One most memorable occasion, we both climbed a huge flat-topped boulder where I meditated while he lay next to me listening to the birds and bugs ease the late evening into night. We were out there for several hours in the dark. He never left my side.
Four pages before he died, he became diabetic. I learned all about feline diabetes and especially how ignorant veterinarians are when it comes to the disease. I bought a human blood testing kit, pricked his ears several times a day (there were almost always a broken-capillary site, or three, visible from then on) and charted exactly how much insulin he got every day. He was fed only cans of meat and fish intended for humans; never pet food (
all cat food is bad for
all cats, but diabetic cat food is
especially bad for diabetic cats) and I sprinkled an herbal powder on his food twice a day, which significantly lowered the insulin intolerance of his cells.

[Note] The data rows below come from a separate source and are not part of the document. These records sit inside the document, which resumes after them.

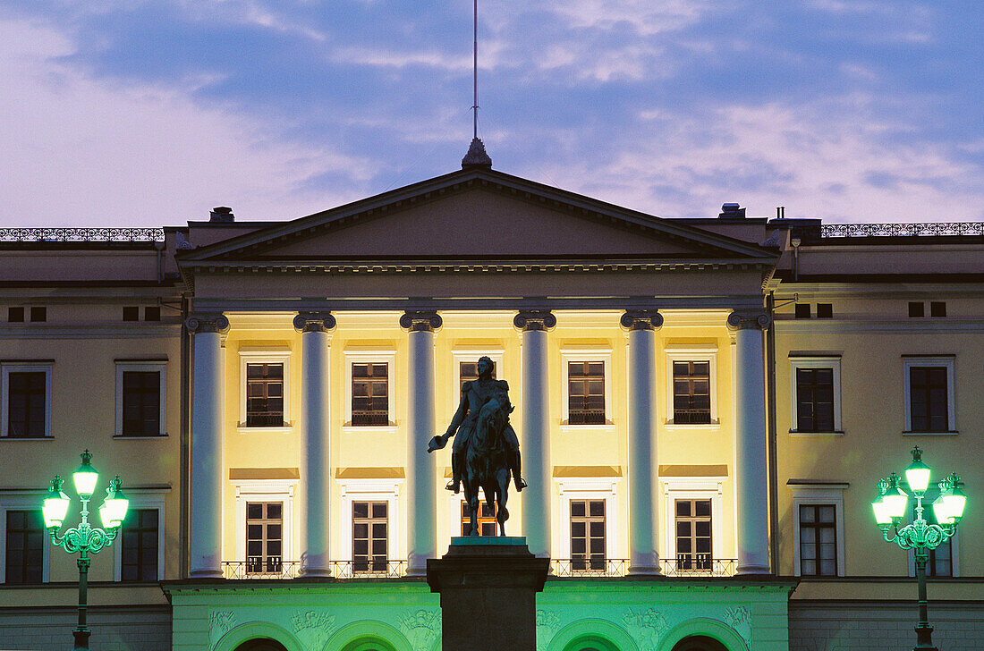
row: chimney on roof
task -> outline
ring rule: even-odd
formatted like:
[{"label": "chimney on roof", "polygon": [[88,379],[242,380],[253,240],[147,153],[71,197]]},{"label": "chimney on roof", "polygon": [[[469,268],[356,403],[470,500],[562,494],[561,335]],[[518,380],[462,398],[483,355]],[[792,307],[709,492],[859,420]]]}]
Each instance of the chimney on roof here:
[{"label": "chimney on roof", "polygon": [[216,206],[212,208],[212,215],[209,217],[211,223],[227,224],[236,220],[236,215],[232,214],[232,208],[225,206]]},{"label": "chimney on roof", "polygon": [[745,208],[741,207],[738,204],[724,204],[721,206],[721,213],[717,215],[717,218],[744,219]]}]

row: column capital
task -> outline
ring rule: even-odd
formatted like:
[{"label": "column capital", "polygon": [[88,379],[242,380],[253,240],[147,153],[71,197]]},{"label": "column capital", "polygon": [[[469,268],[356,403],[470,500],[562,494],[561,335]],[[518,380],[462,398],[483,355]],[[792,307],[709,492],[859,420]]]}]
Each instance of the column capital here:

My paramour and I paid for a vacation a half booklet before he was diagnosed. A half-page before we left, Gus was almost completely weaned off of insulin and I was foolishly optimistic.
The pet-sitter was trained to administer the insulin and knew how, what, and when to feed. In the middle of that vacation I received an e-mail: ‘I’m sorry to have to tell you this, but Gus passed away.’
Of course I wanted to blame the pet-sitter, but I couldn’t. All I could think is: he trusted me more completely than any human has ever trusted me and after nearly ten booklets I let him down. At the moment he needed me, I was not there.
He knew I always insured his safety and even though I was hurting his ear and pricking his skin with shots every day—I was his human, it was OK. If I’d have been there, I would have tested his blood, I would have administered the insulin correctly, I would have fed him properly, and I would have responded immediately at the first signs of an illness. But I was in another country.
In comparison to the remorse I feel from the loss of Gus, I have never cried as fully, nor felt as long-term saddened as heavily by any other loss (human or animal) in my entirety. I can't stop reminding myself that as his fatal sickness intensified and the moment of his death neared, I wonder what he was thinking—and—know what he was thinking.
Where’s my human? I need my human. Why isn't he here?